Jeff: We really relied on other bakers who’d been down this path before, and people were wonderfully generous with their ideas. That’s what makes baking so much fun. This hobby is really about connecting with people, and now that we’ve added gluten free recipes to our books, no one is left out.
Zoë: We credit several people in our book for helping us develop this chapter. Those folks generously shared their experience baking with gluten free ingredients with us. We wanted to make sure that the recipes were as easy as our other recipes, but more importantly they had to taste great. It was through testing and dialog and more testing that we came to the breads that are included in this chapter. I had read several books about baking gluten free breads, but in the end it came down to trial and error. None of the books were storing the dough and that really changes the whole equation. In order to have a dough that bakes well after 5 days we had to change the ratios of the recipes. The experience was a real challenge and yet in the end one of the most satisfying accomplishments.
Which gluten free recipe in Healthy Bread in Five Minutes a Day is your favorite?
Jeff: That would have to be “Not Rye (But So Very Close).” The teff flour is a bit sour and together with the caraway seeds, it gives the illusion of sour rye. Second place goes to any pizza– the toppings become the focus, so you really don’t notice the lack of wheat flavor (which is subtle in the first place). I’m a pizza lunatic, I could eat it every night. In fact, we just signed the contract for a third book, tentatively titled “Pizza and Flatbread in Five Minutes a Day,” or something to that effect. Seriously, I defy a non-culinary school grad to distinguish our thin-crust gluten free pizza from wheat. At least if they’re willing to accept our offer of wine or beer with the slice.
Zoë: I tested all of the recipes and then served them to people, some who were used to gluten free baking and others who were not. For a picnic I made the gluten free brioche and my father said it was the best bread I’d ever made. He does not eat a gluten free diet and he loved it. It was so exciting to have the bread stand alone and be satisfying as a bread, not necessarily a gluten free bread!

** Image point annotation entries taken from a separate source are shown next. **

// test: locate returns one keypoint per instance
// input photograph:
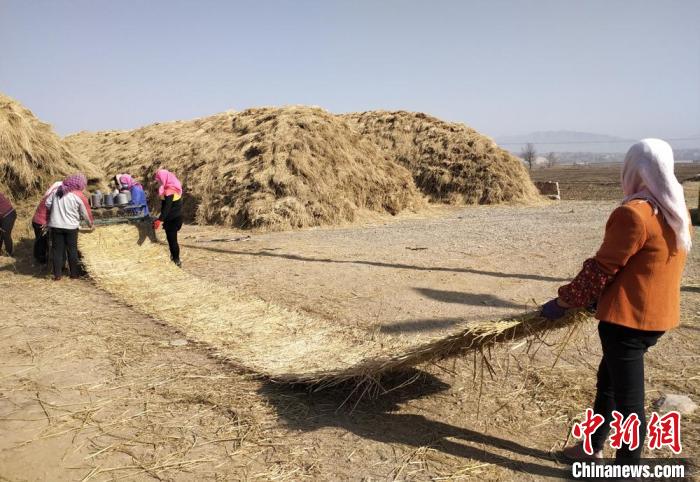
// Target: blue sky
(626, 68)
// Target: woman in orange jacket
(635, 281)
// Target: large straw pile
(31, 155)
(278, 168)
(270, 340)
(273, 168)
(450, 162)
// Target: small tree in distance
(552, 159)
(529, 154)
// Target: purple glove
(552, 311)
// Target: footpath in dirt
(92, 390)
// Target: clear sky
(626, 68)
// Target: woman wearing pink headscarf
(170, 193)
(634, 280)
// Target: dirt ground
(92, 390)
(597, 181)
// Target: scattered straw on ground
(32, 156)
(270, 340)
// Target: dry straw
(261, 168)
(272, 341)
(32, 156)
(292, 167)
(449, 162)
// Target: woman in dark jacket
(170, 192)
(8, 215)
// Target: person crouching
(40, 223)
(67, 206)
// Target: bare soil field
(598, 181)
(93, 390)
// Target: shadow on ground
(380, 264)
(378, 420)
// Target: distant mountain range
(573, 146)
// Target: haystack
(32, 156)
(275, 168)
(270, 340)
(449, 162)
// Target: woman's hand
(554, 309)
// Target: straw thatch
(32, 156)
(277, 168)
(272, 168)
(450, 162)
(272, 341)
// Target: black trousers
(6, 224)
(172, 226)
(65, 240)
(41, 244)
(621, 381)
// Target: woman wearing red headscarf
(170, 192)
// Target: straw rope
(270, 340)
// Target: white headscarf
(648, 174)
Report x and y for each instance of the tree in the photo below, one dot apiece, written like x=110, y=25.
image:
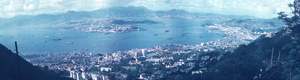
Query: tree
x=294, y=20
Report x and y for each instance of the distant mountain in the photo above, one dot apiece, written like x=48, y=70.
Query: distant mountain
x=115, y=12
x=9, y=68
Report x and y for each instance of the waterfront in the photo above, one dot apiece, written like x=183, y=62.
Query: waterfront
x=34, y=39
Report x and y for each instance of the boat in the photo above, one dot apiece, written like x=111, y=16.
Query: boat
x=69, y=43
x=56, y=39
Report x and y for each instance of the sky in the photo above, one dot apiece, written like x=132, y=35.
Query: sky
x=257, y=8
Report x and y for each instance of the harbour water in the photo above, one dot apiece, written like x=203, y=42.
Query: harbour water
x=33, y=40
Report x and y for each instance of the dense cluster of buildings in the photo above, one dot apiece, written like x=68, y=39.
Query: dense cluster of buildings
x=77, y=63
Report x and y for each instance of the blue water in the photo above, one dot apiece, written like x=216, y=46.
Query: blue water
x=31, y=40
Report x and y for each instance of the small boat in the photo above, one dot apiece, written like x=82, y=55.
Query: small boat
x=69, y=43
x=56, y=39
x=46, y=36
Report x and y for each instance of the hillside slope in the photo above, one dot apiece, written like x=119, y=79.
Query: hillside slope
x=9, y=68
x=253, y=61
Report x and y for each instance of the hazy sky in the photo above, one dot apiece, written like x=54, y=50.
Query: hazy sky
x=258, y=8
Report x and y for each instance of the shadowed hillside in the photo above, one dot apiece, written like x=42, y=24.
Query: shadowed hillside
x=9, y=68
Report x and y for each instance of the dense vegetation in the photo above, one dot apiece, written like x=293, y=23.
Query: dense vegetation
x=9, y=68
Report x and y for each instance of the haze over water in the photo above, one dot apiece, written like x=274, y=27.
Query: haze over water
x=32, y=40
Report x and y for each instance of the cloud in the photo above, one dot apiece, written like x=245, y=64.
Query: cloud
x=258, y=8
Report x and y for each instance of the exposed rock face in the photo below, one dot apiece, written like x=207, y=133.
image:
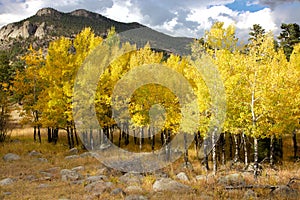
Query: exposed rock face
x=40, y=31
x=48, y=12
x=26, y=30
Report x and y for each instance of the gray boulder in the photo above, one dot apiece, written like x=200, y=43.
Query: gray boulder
x=70, y=175
x=167, y=184
x=34, y=153
x=131, y=179
x=92, y=179
x=182, y=176
x=133, y=189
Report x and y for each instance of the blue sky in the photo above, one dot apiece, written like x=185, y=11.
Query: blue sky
x=175, y=17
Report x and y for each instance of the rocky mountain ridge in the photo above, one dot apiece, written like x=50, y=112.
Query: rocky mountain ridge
x=50, y=22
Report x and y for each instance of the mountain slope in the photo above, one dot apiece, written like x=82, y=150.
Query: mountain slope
x=49, y=24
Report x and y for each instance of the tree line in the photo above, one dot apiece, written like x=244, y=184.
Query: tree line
x=261, y=81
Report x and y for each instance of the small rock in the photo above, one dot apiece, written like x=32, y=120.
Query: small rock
x=130, y=178
x=11, y=157
x=77, y=169
x=73, y=151
x=78, y=182
x=42, y=159
x=101, y=171
x=97, y=188
x=52, y=170
x=69, y=175
x=117, y=191
x=92, y=179
x=72, y=157
x=201, y=178
x=30, y=178
x=133, y=189
x=232, y=179
x=7, y=181
x=46, y=174
x=182, y=176
x=34, y=153
x=167, y=184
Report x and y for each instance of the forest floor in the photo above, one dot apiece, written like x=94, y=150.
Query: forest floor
x=47, y=171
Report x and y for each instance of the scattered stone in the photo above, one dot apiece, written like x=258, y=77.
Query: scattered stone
x=97, y=188
x=188, y=165
x=92, y=179
x=85, y=154
x=46, y=174
x=11, y=157
x=131, y=179
x=31, y=178
x=78, y=182
x=232, y=179
x=133, y=189
x=73, y=151
x=42, y=160
x=69, y=175
x=250, y=194
x=182, y=176
x=42, y=186
x=7, y=181
x=201, y=178
x=285, y=192
x=52, y=170
x=206, y=197
x=104, y=146
x=72, y=157
x=34, y=153
x=79, y=168
x=101, y=171
x=117, y=191
x=167, y=184
x=136, y=197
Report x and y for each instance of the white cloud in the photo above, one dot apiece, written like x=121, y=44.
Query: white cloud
x=175, y=17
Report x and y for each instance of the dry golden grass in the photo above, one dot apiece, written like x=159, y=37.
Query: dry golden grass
x=57, y=189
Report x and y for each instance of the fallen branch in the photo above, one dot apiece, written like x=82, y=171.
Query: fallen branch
x=271, y=187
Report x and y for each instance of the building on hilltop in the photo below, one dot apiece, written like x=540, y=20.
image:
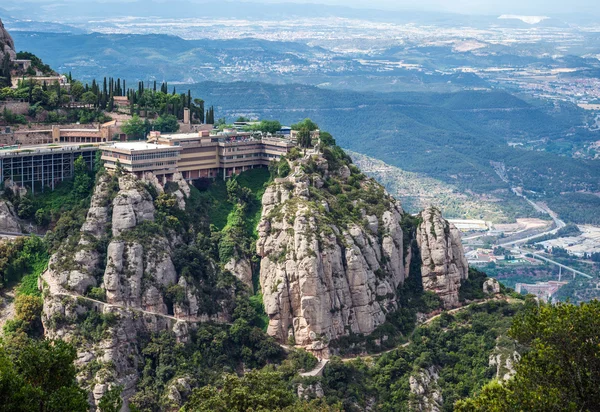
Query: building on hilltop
x=199, y=155
x=38, y=167
x=141, y=157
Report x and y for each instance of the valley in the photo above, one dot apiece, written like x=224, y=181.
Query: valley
x=236, y=206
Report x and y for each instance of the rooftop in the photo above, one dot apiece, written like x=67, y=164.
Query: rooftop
x=139, y=146
x=180, y=136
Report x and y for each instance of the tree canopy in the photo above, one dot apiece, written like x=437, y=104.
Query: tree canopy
x=561, y=369
x=39, y=376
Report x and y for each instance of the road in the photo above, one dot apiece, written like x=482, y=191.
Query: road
x=318, y=370
x=11, y=235
x=57, y=290
x=537, y=256
x=541, y=207
x=427, y=322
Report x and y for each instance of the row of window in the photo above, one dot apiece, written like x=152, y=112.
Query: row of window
x=153, y=165
x=263, y=155
x=155, y=155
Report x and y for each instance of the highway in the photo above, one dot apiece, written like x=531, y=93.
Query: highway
x=559, y=224
x=537, y=256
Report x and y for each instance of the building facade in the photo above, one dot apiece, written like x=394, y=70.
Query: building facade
x=199, y=155
x=40, y=167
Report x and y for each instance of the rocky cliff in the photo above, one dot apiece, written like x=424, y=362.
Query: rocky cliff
x=334, y=253
x=118, y=273
x=444, y=265
x=8, y=218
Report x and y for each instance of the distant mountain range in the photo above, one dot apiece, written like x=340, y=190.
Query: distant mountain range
x=73, y=12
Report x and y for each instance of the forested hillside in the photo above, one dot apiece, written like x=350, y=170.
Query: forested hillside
x=452, y=137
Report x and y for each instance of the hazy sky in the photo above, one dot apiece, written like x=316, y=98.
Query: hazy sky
x=532, y=7
x=529, y=7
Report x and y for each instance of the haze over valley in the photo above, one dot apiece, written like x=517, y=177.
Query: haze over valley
x=255, y=206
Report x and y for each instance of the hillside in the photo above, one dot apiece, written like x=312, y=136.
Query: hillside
x=451, y=137
x=138, y=269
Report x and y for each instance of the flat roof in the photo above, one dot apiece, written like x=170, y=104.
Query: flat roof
x=180, y=136
x=138, y=146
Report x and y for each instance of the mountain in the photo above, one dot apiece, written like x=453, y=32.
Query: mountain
x=7, y=44
x=143, y=261
x=453, y=137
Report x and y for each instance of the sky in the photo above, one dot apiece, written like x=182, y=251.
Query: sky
x=490, y=7
x=530, y=7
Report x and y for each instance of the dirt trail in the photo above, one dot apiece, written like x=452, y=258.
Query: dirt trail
x=7, y=306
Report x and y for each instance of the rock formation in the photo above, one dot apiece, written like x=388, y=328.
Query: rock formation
x=328, y=272
x=126, y=257
x=444, y=264
x=7, y=45
x=322, y=280
x=8, y=218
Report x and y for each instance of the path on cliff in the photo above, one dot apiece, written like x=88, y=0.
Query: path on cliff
x=318, y=370
x=7, y=306
x=57, y=290
x=427, y=322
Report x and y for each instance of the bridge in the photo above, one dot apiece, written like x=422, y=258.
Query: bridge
x=560, y=265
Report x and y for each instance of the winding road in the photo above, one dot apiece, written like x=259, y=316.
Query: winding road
x=56, y=290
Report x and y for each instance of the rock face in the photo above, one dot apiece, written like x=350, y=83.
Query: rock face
x=444, y=264
x=127, y=258
x=7, y=45
x=321, y=281
x=8, y=219
x=427, y=393
x=504, y=360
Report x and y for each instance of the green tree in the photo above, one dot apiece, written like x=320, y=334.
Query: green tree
x=42, y=217
x=89, y=98
x=269, y=126
x=256, y=391
x=305, y=124
x=561, y=369
x=77, y=90
x=134, y=128
x=39, y=376
x=111, y=401
x=304, y=138
x=166, y=124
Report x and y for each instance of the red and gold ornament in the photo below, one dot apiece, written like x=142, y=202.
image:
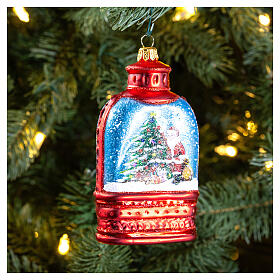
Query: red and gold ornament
x=141, y=198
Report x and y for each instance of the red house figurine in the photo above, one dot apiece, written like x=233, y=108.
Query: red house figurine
x=147, y=160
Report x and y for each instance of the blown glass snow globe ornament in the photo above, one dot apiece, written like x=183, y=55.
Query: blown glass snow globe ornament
x=147, y=160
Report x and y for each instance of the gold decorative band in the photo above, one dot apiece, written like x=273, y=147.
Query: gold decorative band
x=147, y=53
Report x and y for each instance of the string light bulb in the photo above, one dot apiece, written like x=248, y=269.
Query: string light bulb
x=264, y=19
x=226, y=150
x=247, y=114
x=268, y=165
x=252, y=127
x=39, y=138
x=64, y=244
x=21, y=13
x=184, y=13
x=231, y=151
x=234, y=136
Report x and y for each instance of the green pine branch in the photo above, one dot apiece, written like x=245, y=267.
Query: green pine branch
x=28, y=234
x=123, y=18
x=91, y=256
x=203, y=50
x=75, y=204
x=21, y=264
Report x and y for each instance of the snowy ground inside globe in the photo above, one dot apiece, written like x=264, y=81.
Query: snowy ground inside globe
x=142, y=187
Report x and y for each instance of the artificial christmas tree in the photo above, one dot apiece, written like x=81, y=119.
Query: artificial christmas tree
x=66, y=63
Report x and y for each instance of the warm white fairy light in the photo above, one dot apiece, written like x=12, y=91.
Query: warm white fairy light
x=252, y=127
x=234, y=136
x=21, y=13
x=226, y=150
x=184, y=13
x=268, y=165
x=264, y=19
x=247, y=114
x=64, y=244
x=39, y=138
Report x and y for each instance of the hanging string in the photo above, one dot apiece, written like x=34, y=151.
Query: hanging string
x=151, y=25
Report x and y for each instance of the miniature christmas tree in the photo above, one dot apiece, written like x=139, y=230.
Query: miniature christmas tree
x=149, y=161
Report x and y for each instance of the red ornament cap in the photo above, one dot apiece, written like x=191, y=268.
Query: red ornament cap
x=148, y=73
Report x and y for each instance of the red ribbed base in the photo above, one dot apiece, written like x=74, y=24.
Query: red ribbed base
x=145, y=239
x=146, y=218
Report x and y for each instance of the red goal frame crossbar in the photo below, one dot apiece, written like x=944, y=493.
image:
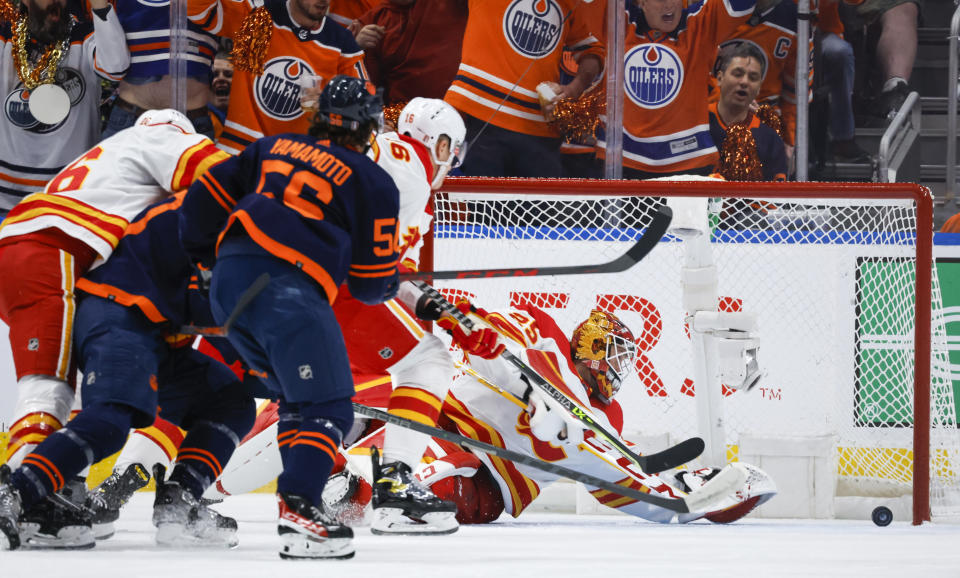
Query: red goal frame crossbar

What sage advice can you offer home bakers who are just learning to bake gluten free ?
Jeff: It isn’t all that hard, this works just like our other recipes– you dump everything into a bucket, mix it, and then let it sit on the counter for a couple of hours. After that, it goes into the fridge. Don’t over-handle it when you shape the refrigerated dough into loaves or you’ll knock gas out of the finished product, which causes density.
Zoë: The gluten free recipes are just as easy to put together as the traditional ones, but you have to add the liquids slowly. If you add the liquids all at once as you would with our other recipes you will end up with lumps in the dough. If this does happen you can just throw the dough into a stand mixer with the paddle attachment and let it mix on medium high for a couple of minutes and the lumps work themselves out.
Do you have any tips for home bakers who are setting out to develop their own gluten free bread recipes from scratch?
Jeff: You need to use xanthan gum, which mimics the action of gluten to trap fermentation gases, promote leavening and give stretch. Can’t succeed without it, especially if you’re going to store the dough.
Zoë: Start with a recipe you love and make subtle adjustments to it. Start by substituting a little at a time so you can keep track of the changes and keep the texture of the bread the same. One thing about gluten free flours is that each has its own flavor and texture profile. Potato flour and corn starch may look similar but that behave differently in the recipes. A sense of adventure is key!
I think just about any style of bread can be recreated with gluten free ingredients, but the flavors and textures will be different. I think they are fabulous, but are their own thing. There are some breads that really come close to the wheat breads people grew up with, but then there are loaves that are unique and should be enjoyed by everyone just because they are delicious.